Published on May 1st, 2020 | by Subhash Nair0
Bank Negara Changes Moratorium Policy for Hire Purchase Loans
Earlier in March, Bank Negara Malaysia announced an automatic moratorium on all housing and hire purchase loans due to the economic slowdown during MCO. However, the central bank has now issued a new statement regarding moratoriums on hire purchase loans and fixed rate Islamic financing.
The earlier general understanding was that banks would pause the loan repayments and monthly installments for the 6 month period. The message that seemed to be conveyed was that it was as if customers would get an automatic 6-month interest-free payment holiday. Loan payments would resume in October 2020 and you would pay it would simply end 6 months later than originally agreed.
Their latest statement indicates the following changes as Bank Negara Malaysia begins giving the moratorium full legal affect:
- if you’ve already opted in, April and May will remain interest-free payment holidays, but not the remaining 4 months
- it is no longer an automatic opt-in for customers
- banks must make it clear to customers what their new terms are for the moratorium, including a revised payment schedule with any changes to monthly payment amounts
What this might mean for you is your bank may choose to add interest for four additional months to the remaining number of monthly payments you have left, based on your agreed upon per annum interest rate.
There are two options for you to deal with this:
- When October 2020 comes, you pay all 6 months worth of deferred payments in one go, on top of your monthly instalment for October. This will avoid any additional interest being added and it will not extend your repayment tenure.
- When October 2020 comes, pay a revised monthly instalment that will be higher than you initially agreed, and pay it for 6 months longer than you originally agreed to.
How much will it cost you? That depends on how many months you have left in instalments, how much your interest rate is, and how much your monthly instalments are. Best to get your bank to contact you (when they are ready with your file, not call them and expect to you have file ready immediately). Get them to explain how much this moratorium will cost you and then decide if it’s worth it.
If it’s not worth it for you, you may opt out of the 6 month moratorium starting May 2020 without penalty. But please contact your bank and communicate this clearly with them.
Here’s the press release from Bank Negara for your consideration.

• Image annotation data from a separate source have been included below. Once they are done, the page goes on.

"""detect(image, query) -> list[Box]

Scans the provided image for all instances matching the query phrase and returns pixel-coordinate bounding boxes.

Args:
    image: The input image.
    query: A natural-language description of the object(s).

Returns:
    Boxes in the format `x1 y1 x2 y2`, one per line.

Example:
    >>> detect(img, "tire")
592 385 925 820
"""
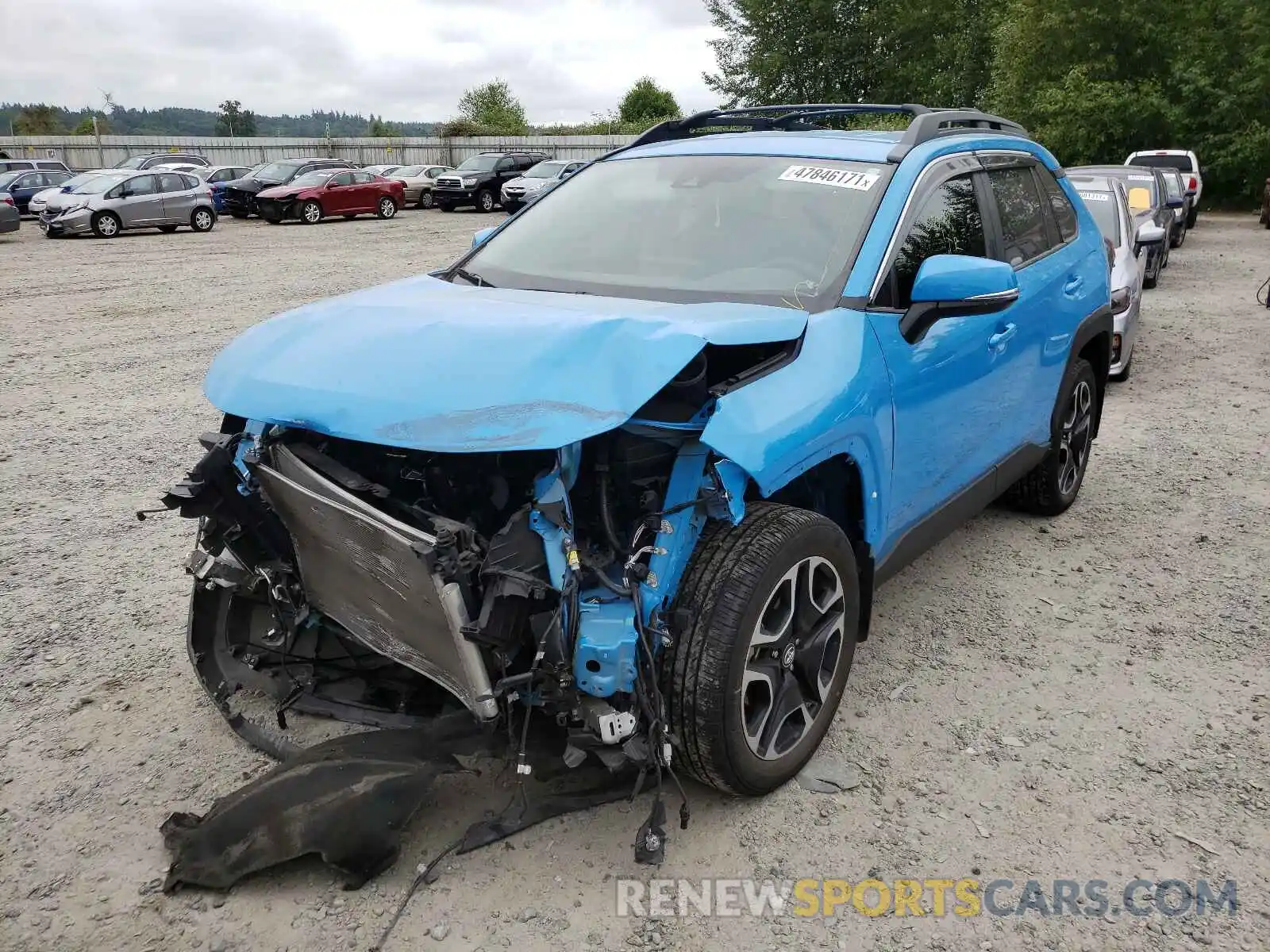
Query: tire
189 208 216 232
93 212 123 237
662 503 860 796
1002 355 1097 516
300 198 325 225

Further to Bank Negara Malaysia’s (BNM) announcement on 25 March 2020, banking institutions are in the process of formalising agreements which reflect the revised payment terms with borrowers/customers with hire-purchase (HP) loans and fixed rate Islamic financing to give effect to the 6-month moratorium on loan/financing payments. This is to comply with the procedural requirements under the Hire-Purchase Act 1967 and Shariah requirements which are applicable to any changes that are made to the terms of these agreements, including changes to the payment schedules and/or amounts as a result of the moratorium.
In connection with the above, BNM has required banking institutions to take appropriate steps to ensure that borrowers/customers are provided with clear information on the process and changes to the terms of their agreements, as well as convenient means to conclude these agreements in view of the Movement Control Order.
Starting from 1 May 2020, borrowers/customers with HP loans and fixed rate Islamic financing will receive a notification via SMS, email or registered mail from their banking institutions on the necessary steps that they need to take to complete the process of deferring their loan/financing payments under the moratorium. Banking institutions will also provide to each borrower/customer specific details of changes to the terms of his/her HP loan or fixed rate Islamic financing agreement. This should contain information on the revised payment schedule and any changes to payment amounts, including those arising from normal interest/profit rate accrued during the moratorium.
Borrowers/customers who do not wish to take up the moratorium can still choose to do so at this time by informing their banking institutions and resuming their scheduled payments based on the terms of their existing agreements. In such a case, borrowers/customers will be given reasonable time by banking institutions to regularise any outstanding scheduled payments that were earlier deferred under the moratorium. Banking institutions will not impose overdue or late payment charges on these payments until they are due based on the revised payment schedule agreed with borrowers/customers.
Borrowers/customers are encouraged to refer to the websites, internet banking portals or call centres of their banking institutions for further information.